Appeal from a conviction of rape upon a female child of the age of thirteen years. Among the errors assigned, we find two to he well taken. The prosecuting witness had testified that the act complained of was without her consent and accomplished by force. During her cross-examination, the record discloses the following:
‘ ‘ Q. Did you have any conversation with your mother when you got back? Mr. Hancock: We object to that as immaterial and irrelevant. Can see no purpose for which that could be permissible. The Court: I can see no purpose of that. What is your purpose, Mr. Murray? Mr. Murray: If the court please, I do not want to disclose my purpose. By disclosing your purpose you defeat the very idea of cross-examination. *464The Court: Well, Mr. Murray, if you are trying to hide something from this jury the court is not going to help you. Sustained. Do not see its competency. Q. Did you make any complaint to her at that time? Mr. Hancock: We object to that on the same ground. The Court: Not germane and the court adheres to his ruling. Mr. Murray: Exception. The Court: Exception allowed. ’ ’
Persons accused of crime have the right to be represented by counsel whose usefulness shall not be impaired by any unfavorable remark or critical attitude on the part of the trial judge in the presence of the jurors, who are quick to observe, and apt to receive, hostile impressions which deprive them of that fair and unbiased mental attitude which every juror should at all times possess in order to do justice between the state and the defendant at the bar. When a trial judge discredits counsel for the defense in a criminal case, he, to a certain extent, discredits the defense and thus deprives a defendant of a constitutional right. As was said in State v. Phillips, 59 Wash. 252, 109 Pac. 1047:
“The aid of counsel is guaranteed by the constitution to every person accused of crime, and this is universally recognized as one of the surest safeguards against injustice and oppression. Any conduct or statement on the part of the court that tends to impair the influence or destroy the usefulness of counsel is palpable and manifest error.”

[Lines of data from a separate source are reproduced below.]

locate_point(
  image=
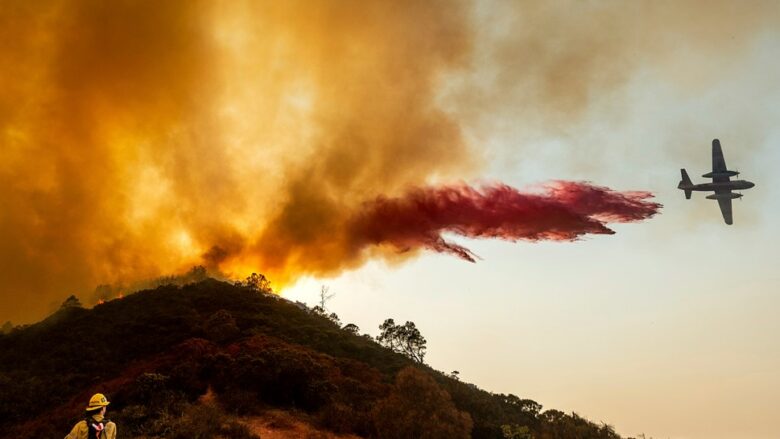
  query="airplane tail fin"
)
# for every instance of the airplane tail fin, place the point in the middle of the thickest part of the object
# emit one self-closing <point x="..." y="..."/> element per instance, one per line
<point x="685" y="184"/>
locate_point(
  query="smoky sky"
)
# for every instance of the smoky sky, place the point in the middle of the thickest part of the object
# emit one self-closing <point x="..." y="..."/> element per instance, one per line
<point x="141" y="138"/>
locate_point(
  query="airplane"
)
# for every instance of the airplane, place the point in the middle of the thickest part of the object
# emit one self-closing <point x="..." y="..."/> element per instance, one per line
<point x="721" y="183"/>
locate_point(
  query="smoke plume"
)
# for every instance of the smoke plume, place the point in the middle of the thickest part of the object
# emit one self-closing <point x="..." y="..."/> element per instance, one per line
<point x="563" y="212"/>
<point x="139" y="138"/>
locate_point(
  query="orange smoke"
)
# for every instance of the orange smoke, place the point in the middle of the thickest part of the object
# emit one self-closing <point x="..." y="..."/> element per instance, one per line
<point x="140" y="138"/>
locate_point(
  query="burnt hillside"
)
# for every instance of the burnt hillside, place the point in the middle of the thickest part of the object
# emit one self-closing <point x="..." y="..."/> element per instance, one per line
<point x="156" y="353"/>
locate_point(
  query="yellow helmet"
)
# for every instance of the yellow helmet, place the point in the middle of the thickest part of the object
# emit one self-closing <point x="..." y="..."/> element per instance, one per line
<point x="97" y="401"/>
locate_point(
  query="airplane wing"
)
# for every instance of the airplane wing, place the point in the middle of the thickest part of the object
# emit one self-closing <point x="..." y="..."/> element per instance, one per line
<point x="725" y="209"/>
<point x="718" y="162"/>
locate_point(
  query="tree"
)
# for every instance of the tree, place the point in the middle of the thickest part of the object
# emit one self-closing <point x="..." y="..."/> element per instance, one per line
<point x="333" y="317"/>
<point x="405" y="339"/>
<point x="325" y="296"/>
<point x="515" y="431"/>
<point x="351" y="328"/>
<point x="418" y="408"/>
<point x="256" y="282"/>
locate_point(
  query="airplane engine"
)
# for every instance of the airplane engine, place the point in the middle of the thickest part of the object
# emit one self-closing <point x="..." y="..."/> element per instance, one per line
<point x="728" y="196"/>
<point x="720" y="174"/>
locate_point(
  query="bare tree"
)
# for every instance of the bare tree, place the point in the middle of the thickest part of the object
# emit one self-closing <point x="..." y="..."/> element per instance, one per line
<point x="325" y="296"/>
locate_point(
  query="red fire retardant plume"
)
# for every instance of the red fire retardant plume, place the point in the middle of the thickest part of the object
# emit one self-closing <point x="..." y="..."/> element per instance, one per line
<point x="562" y="211"/>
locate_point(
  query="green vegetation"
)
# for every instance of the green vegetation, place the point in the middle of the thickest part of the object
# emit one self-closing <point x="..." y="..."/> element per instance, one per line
<point x="156" y="354"/>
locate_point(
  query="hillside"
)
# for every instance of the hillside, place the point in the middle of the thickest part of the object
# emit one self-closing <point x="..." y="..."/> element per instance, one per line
<point x="212" y="359"/>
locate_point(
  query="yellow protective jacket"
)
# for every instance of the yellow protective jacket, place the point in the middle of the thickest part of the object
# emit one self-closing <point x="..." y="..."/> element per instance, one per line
<point x="80" y="430"/>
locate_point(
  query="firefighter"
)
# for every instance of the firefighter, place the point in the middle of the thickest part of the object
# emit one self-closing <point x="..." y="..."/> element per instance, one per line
<point x="95" y="424"/>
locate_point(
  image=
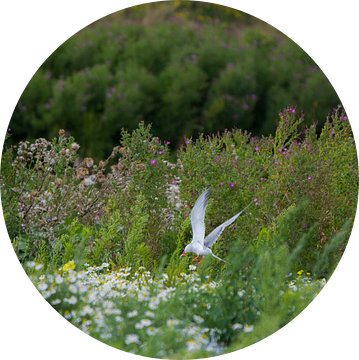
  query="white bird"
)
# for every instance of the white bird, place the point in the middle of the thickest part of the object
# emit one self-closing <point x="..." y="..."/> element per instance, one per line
<point x="199" y="244"/>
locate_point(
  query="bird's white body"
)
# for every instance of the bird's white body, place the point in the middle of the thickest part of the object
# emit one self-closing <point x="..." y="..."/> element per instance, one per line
<point x="201" y="245"/>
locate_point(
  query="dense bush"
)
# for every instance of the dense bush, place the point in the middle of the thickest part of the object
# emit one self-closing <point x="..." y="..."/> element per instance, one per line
<point x="277" y="173"/>
<point x="184" y="79"/>
<point x="67" y="224"/>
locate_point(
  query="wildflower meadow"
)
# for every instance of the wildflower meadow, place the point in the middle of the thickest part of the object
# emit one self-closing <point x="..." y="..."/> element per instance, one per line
<point x="102" y="244"/>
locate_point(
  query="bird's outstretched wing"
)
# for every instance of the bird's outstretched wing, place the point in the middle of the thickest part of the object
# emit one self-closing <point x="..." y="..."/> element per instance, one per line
<point x="214" y="235"/>
<point x="197" y="216"/>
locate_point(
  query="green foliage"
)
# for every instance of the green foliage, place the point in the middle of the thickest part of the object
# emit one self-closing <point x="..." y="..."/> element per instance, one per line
<point x="134" y="251"/>
<point x="201" y="77"/>
<point x="305" y="191"/>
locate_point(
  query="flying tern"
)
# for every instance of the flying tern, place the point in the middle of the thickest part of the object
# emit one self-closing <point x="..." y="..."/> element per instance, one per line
<point x="199" y="244"/>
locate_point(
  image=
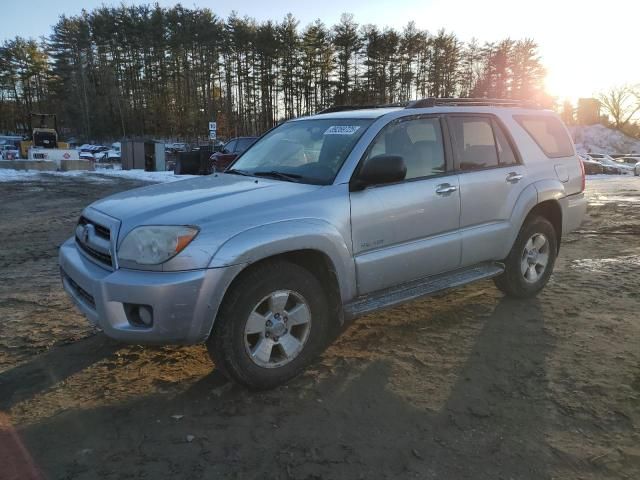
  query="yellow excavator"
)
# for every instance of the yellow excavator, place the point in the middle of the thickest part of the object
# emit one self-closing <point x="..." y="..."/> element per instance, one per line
<point x="44" y="134"/>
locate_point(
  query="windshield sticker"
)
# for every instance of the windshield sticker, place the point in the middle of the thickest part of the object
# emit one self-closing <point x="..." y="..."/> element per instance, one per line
<point x="342" y="130"/>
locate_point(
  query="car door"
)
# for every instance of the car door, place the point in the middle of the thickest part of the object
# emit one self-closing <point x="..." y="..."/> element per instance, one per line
<point x="492" y="178"/>
<point x="407" y="230"/>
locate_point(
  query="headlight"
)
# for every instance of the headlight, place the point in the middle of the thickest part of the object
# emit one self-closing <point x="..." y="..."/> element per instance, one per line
<point x="153" y="245"/>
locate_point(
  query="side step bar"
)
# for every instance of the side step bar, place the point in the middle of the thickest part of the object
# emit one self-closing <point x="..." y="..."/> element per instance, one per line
<point x="422" y="287"/>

The language of the court here complained of was a rebuke to counsel and would clearly tend to put counsel in an unfavorable light before the jury, entitling the accused to a new trial before a jury not subject to such unfavorable influence or comment. State v. White, 10 Wash. 611, 39 Pac. 160, 41 Pac. 442.
While, because of the age of the prosecuting witness, it was not necessary for the state to prove the act com*465plained of was accomplished with or without consent or force, the state did undertake to prove both force and lack of consent. The circumstances under which the act was committed, and those attendant circumstances that have always been regarded as material in cases of this character, such as seasonable complaint or the lack of it, while not material to the act charged, are most material as affecting the credibility of the prosecuting witness. That seasonable complaint was made is a corroborative incident tending to support the story of the prosecuting witness. That seasonable complaint was not made is a circumstance entitled to such weight as, under all the circumstances, it merits. It is the inferences to be drawn from the fact that complaint was or was not made that makes the testimony admissible, irrespective of the fact that the act was accomplished with or without consent; the evidence being admissible not so much to prove or disprove the act as to add credit or discredit to the testimony of the prosecuting witness. It is as much the natural instinct of a girl under the age of consent to complain of an outrage to her person as it is of a girl over the age. The law establishing the age of consent does not work a corresponding change in human nature in this respect. The accused had the right, therefore, to show the absence of complaint as touching the credibility of the prosecuting witness. State v. Griffin, 43 Wash. 591, 86 Pac. 951; People v. Baldwin, 117 Cal. 244, 49 Pac. 186; People v. Wilmot, 139 Cal. 103, 72 Pac. 838.
For these two errors, the judgment is reversed and a new trial ordered.
Ellis, C. J., Chadwick, Mount, and Holcomb, JJ., concur.